# Which Tubulars with a removable core valve?



## 19surf74 (Feb 1, 2009)

Looking at going tubulars, but want to make sure before I buy tires that the valve core is removable. I know Tufo you can remove, but what about other tires?? I currently ride the Conti GP4000s and would like to keep the same tires, but whats the verdict on these?? Thanks in advance!


----------



## ewitz (Sep 11, 2002)

Vittoria Corsa EVO CX has a removable valve. Unscrew the red one that comes on the tire and install a complete valve assembly with the required length.

http://www.topeak.com/products/Pumps/PrestaValveExtenderXL


----------



## Michael15 (Aug 17, 2010)

19surf74 said:


> Looking at going tubulars, but want to make sure before I buy tires that the valve core is removable. I know Tufo you can remove, but what about other tires?? I currently ride the Conti GP4000s and would like to keep the same tires, but whats the verdict on these?? Thanks in advance!


I just bought the Conti GP 4000 and will be putting them on my Zipp 303's. I just bought vavle extensions for them and i'm good to go as the core is easily removable and hence ready for tire sealant in case of flat.


----------



## jwp3476 (Jun 22, 2010)

Conti Comps, Sprinters, & Podiums have removable cores.


----------



## bikerjulio (Jan 19, 2010)

With my Rubinos its more like the whole valve unscrews, not just the core.
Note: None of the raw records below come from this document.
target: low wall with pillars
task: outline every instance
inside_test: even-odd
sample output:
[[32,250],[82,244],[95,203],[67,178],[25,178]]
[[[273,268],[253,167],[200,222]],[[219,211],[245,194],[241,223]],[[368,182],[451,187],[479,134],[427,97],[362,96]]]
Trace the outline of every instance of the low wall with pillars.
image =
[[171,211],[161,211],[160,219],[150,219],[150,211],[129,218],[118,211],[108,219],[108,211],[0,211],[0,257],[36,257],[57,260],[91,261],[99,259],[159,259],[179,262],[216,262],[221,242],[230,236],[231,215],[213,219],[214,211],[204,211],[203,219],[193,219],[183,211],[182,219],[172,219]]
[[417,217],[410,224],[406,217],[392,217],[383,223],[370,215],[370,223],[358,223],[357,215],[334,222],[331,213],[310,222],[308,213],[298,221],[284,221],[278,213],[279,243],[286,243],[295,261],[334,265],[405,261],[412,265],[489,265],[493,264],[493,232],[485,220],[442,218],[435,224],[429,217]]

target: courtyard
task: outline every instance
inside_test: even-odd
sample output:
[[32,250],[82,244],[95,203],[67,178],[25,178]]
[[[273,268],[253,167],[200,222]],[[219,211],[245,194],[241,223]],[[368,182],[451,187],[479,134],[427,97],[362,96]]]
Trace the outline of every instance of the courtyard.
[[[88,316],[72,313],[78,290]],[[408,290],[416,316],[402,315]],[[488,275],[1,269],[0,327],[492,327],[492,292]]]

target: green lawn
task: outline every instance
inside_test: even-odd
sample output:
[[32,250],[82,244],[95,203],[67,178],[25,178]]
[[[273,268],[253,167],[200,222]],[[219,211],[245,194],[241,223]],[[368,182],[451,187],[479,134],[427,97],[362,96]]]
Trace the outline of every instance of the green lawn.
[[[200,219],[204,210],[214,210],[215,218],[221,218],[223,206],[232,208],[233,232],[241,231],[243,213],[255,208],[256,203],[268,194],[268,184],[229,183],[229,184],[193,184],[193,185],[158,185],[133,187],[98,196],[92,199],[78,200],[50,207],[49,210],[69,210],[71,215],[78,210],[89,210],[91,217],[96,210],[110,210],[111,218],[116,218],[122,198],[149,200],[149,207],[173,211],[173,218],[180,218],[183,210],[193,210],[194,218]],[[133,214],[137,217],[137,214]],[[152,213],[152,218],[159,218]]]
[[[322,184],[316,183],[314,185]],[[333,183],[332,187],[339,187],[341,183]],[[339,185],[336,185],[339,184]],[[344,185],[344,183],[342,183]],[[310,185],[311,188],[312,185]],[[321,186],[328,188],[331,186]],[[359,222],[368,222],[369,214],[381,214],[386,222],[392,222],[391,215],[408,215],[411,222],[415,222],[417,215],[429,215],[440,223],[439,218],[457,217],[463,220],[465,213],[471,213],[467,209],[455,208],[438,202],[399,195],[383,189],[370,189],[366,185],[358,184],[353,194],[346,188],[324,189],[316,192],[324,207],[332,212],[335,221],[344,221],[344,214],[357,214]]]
They sell different length valves:

http://www.vittoria.com/product/accessories/


----------



## EDUC8-or (Jan 2, 2009)

jwp3476 said:


> Conti Comps, Sprinters, & Podiums have removable cores.


I've heard the Sprinter Gatorskins have removable cores, but the standard Sprinters do not, can anyone confirm or deny this? Thinking about using the Tufo valve extender instead of Zipp and running Stans sealant.


----------



## jwp3476 (Jun 22, 2010)

All of the Sprinters I have (6), the Podium, and the Comps and GP4000s I have had in the past, have/had removable cores.


----------



## cdhbrad (Feb 18, 2003)

All the Conti tubulars, except for the entry level Giro, have removable valve cores.


----------



## EDUC8-or (Jan 2, 2009)

cdhbrad said:


> All the Conti tubulars, except for the entry level Giro, have removable valve cores.





jwp3476 said:


> All of the Sprinters I have (6), the Podium, and the Comps and GP4000s I have had in the past, have/had removable cores.


Thanks.


----------